The Smart and Green Mass Transit System in East Kowloon, also known as the East Kowloon line, is a proposed Hong Kong rapid transit line that would run from Diamond Hill to Tseung Kwan O New Town. The route would pass through the hilly Sau Mau Ping residential area, which is not directly served by any local railway service at present. The scheme was first revealed by the Hong Kong Government in the "Railway Development Strategy 2014" as the East Kowloon line, published September 2014. The project is related to the government-led redevelopment of the East Kowloon area as well as planned residential development in the Anderson Road/Sau Mau Ping district.

==Overview==
The estimated construction cost of this line is highest among all seven railway plans proposed in the railway strategy due to the steep terrain along its alignment. The estimated cost is HK$27.5 billion (approximately US$3.5 billion) at 2013 prices, making it HK$3.5 billion (US$450 million) per kilometre. Experts recommended the line begin construction in 2019 with a finish date in 2025. There will be five stations on the new railway, including four new stations and one interchange stations allowing connections to the Kwun Tong line.

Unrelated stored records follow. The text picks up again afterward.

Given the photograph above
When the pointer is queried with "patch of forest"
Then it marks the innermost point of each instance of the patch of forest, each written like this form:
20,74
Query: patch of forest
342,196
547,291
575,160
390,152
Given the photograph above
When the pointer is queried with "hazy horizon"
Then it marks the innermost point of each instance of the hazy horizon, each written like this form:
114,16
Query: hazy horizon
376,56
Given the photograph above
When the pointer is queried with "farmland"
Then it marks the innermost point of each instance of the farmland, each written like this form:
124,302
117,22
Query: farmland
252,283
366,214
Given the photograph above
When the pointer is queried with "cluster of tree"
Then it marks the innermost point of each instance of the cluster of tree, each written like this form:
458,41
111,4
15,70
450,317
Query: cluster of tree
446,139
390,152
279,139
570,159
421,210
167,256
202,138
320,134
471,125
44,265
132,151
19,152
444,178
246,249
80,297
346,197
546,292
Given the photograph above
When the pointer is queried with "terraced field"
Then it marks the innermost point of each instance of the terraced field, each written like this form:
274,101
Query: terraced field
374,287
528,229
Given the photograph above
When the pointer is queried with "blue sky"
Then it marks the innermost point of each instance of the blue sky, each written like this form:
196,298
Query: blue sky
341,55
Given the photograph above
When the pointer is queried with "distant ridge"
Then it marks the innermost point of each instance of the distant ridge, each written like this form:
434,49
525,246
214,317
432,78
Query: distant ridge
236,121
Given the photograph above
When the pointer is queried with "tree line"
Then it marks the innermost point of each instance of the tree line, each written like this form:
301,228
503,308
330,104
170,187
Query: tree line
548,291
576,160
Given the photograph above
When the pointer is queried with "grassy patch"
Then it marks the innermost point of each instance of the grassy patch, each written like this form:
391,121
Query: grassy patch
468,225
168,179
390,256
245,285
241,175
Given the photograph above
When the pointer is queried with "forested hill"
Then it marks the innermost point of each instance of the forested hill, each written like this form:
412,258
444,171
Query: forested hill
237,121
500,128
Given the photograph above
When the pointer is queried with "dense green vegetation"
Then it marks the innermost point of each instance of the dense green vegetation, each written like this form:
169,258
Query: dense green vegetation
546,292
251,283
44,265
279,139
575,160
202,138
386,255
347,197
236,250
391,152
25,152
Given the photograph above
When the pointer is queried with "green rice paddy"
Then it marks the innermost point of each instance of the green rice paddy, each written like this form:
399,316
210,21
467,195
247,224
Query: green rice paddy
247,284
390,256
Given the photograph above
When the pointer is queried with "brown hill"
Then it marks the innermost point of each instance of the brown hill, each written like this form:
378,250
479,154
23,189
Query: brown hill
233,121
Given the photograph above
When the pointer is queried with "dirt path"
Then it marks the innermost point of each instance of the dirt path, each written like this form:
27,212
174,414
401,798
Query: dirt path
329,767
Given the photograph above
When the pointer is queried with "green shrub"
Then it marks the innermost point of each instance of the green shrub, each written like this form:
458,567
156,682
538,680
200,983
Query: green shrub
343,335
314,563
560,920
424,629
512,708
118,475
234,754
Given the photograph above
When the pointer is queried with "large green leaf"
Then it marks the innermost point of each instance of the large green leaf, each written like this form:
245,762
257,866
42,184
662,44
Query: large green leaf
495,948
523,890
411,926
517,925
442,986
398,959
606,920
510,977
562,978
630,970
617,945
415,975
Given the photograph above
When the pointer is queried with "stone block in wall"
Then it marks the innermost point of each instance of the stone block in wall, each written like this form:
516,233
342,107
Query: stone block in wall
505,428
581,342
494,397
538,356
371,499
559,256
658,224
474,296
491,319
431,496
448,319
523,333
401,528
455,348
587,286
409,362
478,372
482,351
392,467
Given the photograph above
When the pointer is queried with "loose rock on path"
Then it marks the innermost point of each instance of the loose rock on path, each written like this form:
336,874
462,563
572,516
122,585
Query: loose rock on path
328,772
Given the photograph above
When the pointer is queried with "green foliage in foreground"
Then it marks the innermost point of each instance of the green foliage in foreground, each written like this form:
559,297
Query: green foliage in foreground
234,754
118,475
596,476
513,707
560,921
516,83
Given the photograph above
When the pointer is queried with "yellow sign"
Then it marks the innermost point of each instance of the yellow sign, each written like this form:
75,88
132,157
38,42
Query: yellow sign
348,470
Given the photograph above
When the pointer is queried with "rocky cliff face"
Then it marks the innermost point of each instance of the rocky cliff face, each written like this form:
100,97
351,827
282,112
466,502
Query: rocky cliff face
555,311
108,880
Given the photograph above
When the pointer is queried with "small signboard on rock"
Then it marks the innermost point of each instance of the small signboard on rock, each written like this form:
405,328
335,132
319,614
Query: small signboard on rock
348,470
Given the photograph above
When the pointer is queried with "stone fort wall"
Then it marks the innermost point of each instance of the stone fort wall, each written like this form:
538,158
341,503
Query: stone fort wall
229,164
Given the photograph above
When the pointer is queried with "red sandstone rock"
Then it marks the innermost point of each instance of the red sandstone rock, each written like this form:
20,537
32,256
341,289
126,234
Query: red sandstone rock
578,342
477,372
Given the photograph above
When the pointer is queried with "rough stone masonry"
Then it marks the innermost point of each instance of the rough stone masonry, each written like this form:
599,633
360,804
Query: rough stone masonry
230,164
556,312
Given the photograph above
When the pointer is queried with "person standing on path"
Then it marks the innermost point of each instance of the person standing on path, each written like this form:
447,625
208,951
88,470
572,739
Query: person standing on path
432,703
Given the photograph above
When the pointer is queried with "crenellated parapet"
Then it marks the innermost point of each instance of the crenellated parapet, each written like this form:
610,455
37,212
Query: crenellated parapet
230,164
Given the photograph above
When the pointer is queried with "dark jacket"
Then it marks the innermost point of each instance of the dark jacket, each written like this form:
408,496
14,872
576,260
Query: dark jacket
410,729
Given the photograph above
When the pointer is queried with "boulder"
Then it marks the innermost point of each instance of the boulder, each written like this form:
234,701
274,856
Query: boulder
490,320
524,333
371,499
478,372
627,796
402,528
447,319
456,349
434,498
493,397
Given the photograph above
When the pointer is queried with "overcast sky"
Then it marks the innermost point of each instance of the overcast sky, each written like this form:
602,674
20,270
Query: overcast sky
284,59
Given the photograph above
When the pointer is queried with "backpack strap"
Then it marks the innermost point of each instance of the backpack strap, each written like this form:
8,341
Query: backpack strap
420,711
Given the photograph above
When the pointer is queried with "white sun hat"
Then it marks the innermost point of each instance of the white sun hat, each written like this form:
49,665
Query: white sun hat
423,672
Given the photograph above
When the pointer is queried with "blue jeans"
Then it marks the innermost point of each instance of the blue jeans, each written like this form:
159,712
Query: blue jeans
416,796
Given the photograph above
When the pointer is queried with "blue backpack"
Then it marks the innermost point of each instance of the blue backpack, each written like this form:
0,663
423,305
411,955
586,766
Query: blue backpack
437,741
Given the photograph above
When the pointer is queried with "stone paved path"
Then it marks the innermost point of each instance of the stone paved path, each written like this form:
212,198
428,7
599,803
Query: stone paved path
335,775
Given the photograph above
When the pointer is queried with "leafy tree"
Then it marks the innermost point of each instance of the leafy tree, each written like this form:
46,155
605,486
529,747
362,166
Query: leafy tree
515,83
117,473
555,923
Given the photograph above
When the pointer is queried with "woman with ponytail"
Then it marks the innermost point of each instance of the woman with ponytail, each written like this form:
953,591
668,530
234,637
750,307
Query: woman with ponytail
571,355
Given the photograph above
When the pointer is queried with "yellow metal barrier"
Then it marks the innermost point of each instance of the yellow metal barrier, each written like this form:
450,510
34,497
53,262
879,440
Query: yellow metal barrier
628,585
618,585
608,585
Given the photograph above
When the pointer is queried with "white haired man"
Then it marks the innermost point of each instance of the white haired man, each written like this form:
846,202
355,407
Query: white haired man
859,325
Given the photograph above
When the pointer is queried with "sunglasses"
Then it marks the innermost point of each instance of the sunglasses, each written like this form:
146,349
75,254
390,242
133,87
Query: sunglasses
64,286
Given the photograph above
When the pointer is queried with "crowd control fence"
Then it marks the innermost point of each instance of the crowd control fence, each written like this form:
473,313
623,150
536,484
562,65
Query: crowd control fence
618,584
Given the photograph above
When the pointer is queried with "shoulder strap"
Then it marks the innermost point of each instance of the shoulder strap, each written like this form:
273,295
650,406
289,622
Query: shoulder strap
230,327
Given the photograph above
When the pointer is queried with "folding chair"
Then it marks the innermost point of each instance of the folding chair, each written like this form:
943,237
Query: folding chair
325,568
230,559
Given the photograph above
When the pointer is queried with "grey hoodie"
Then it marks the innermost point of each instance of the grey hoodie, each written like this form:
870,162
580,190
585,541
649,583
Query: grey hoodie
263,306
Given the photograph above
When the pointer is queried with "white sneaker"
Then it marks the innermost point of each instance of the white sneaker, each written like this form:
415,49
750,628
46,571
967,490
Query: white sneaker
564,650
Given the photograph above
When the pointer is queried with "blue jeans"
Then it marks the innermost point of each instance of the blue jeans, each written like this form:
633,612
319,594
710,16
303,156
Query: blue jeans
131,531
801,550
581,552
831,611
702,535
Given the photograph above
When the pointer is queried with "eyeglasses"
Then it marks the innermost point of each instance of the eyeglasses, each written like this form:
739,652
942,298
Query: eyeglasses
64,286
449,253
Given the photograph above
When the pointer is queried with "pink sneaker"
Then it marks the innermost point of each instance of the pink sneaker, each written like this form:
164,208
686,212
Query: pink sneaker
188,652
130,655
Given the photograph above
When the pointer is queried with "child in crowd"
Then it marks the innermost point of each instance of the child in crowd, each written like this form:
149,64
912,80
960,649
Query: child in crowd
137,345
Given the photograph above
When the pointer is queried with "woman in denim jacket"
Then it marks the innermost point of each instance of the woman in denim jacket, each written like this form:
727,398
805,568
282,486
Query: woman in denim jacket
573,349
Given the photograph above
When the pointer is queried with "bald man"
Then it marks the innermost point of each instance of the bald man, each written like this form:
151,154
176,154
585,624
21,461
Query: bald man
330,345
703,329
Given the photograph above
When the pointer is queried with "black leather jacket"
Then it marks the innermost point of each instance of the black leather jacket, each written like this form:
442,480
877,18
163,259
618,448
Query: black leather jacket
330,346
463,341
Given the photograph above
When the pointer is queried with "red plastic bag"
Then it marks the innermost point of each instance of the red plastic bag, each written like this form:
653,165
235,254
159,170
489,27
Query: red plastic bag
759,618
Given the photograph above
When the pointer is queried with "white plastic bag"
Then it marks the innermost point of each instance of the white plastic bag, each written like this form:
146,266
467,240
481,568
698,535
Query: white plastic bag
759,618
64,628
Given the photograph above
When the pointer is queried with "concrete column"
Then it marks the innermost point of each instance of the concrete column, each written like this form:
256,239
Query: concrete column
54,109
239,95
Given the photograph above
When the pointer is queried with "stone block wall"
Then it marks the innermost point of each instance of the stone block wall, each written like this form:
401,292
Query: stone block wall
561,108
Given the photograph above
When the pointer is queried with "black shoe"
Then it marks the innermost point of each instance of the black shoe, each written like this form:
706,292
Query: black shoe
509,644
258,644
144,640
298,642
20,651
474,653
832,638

Stations are planned for Choi Wan, Shun Tin, Sau Mau Ping and Po Tat, as well as the vicinity of large-scale new development projects including the Choi Wan Road and Jordan Valley development programme, the Anderson Road development plan, the Anderson Road Quarry development plan, the "Energising Kowloon East" programme, and so on. At the strategic level, it would serve as an alternative route of travel in the event of a stoppage on the Kwun Tong line, thereby enhancing overall network stability.

All stations would be underground. Sai Kung District Council suggested an additional station in the Hong King (Hong Sing Garden and King Lam Estate) area between Po Tat and Po Lam stations before leaving Tseung Kwan O New Town, meaning the government may take the suggestion into consideration.

As of 2024, construction has not begun while technical design proposals are still under consideration.

In 2022, there was another new proposal from the government with an "elevated trackless rapid system", with the route shortened to between Choi Hung and Sau Mau Ping, without serving Tseung Kwan O. On 3 January 2023, the Hong Kong Federation of Trade Unions said the government will wholly fund the construction of an elevated trackless rapid transit system in East Kowloon connecting Yau Tong and Choi Hung. The to-be-built Choi Hung East Station will be located next to St. Joseph's Home for the Aged, 100 metres away from the existing Choi Hung MTR Station.